Update
Now Archived! PolarConnect event with teacher Rebecca Harris and researcher Ellie Broadman live from Kaktovik, Alaska on 24 August 2017. You can access this and other events on the PolarConnect Archives site.
What Are They Doing?
This project seeks to better understand the natural variability of hydrology and sediment transport in Arctic glacial lake systems, and to investigate how this variability might be impacted by climate change in the future.
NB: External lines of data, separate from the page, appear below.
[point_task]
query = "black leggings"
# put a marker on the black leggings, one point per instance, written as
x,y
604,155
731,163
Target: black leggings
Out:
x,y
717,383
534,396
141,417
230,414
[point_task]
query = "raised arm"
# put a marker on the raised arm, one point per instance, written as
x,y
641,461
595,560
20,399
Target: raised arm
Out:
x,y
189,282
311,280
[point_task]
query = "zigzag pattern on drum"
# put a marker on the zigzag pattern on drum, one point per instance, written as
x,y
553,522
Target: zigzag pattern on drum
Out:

Studies such as this one, which captures natural variability across the Arctic at different temporal scales, are necessary to enhance our comprehension of how climate change has impacted and will continue to impact these systems.
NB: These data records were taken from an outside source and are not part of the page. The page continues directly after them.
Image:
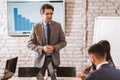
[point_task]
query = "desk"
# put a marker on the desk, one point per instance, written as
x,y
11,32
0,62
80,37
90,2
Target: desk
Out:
x,y
34,78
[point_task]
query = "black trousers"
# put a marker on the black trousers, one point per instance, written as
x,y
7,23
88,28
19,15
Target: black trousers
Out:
x,y
51,73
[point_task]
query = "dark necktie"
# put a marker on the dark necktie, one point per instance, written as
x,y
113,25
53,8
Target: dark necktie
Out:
x,y
48,33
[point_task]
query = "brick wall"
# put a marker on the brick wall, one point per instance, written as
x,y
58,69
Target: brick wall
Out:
x,y
79,21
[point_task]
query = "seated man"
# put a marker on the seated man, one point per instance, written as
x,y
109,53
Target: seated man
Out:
x,y
104,70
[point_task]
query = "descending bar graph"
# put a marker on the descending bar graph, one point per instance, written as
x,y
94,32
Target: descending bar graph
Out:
x,y
21,23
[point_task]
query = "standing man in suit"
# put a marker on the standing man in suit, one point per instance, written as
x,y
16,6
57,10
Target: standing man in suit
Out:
x,y
104,70
46,39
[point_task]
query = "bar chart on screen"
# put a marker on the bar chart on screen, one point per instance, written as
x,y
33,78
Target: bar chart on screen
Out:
x,y
21,23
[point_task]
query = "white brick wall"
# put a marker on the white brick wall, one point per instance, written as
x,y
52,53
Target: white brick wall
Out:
x,y
79,33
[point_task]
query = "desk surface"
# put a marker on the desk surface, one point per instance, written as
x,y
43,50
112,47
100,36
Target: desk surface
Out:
x,y
34,78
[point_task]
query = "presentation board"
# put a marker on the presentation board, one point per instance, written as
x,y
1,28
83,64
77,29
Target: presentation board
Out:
x,y
22,14
108,28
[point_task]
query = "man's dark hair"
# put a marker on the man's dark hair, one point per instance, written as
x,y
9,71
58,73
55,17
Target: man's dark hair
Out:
x,y
46,6
98,50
In order to improve our paleoclimate reconstructions of these processes, a crucial step is the development of a system model that describes the hydrology, sediment-flux, and sedimentation in glacial lake systems. A main goal of this project is to establish such a model, and to apply it to three glaciated watersheds that span a gradient from the sub-Arctic to high Arctic. The three lakes included in the study are Eklutna Lake (a sub-arctic lake near Anchorage, Alaska), Lake Peters (in the Arctic National Wildlife Refuge, Alaska), and Lake Linné (Svalbard, in the high Arctic). From 2015-2017, field seasons have focused on Lake Peters, where weather stations, sediment traps, ablation stakes, and various other climate monitoring has continued for a total of three years, and sediment cores have been collected to reconstruct paleoenvironmental changes.
Where Are They?
The G. William Holmes Research Station at Lake Peters (65 km south of the Arctic Ocean in the northeastern Brooks Range), is located in true wilderness. There are no man-made trails, and terrain is rugged and often steep. Brown bears, wolves, and wolverines are among the many types of animals in the area. Team members will be working long hours on a small boat on the lake, as well as hiking up 1000 vertical feet elevation to the nearby Chamberlain Glacier.
Latest Journals
Ellie is a graduate student at Northern Arizona University studying Paleoenvironmental Science in the Environmental Science and Policy program. Originally from Boston, she has happily spent most of her adult life studying earth and environmental science in California and Arizona, though her graduate research now brings her to Alaska to investigate Holocene climate variability. Ellie received her B.A. in Geography from UC Berkeley, where her interests in paleoecology and paleoclimatology were first sparked. Before attending graduate school, she worked as a Physical Science Technician for the Quaternary Paleoenvironmental Research Lab at the USGS in Menlo Park, California.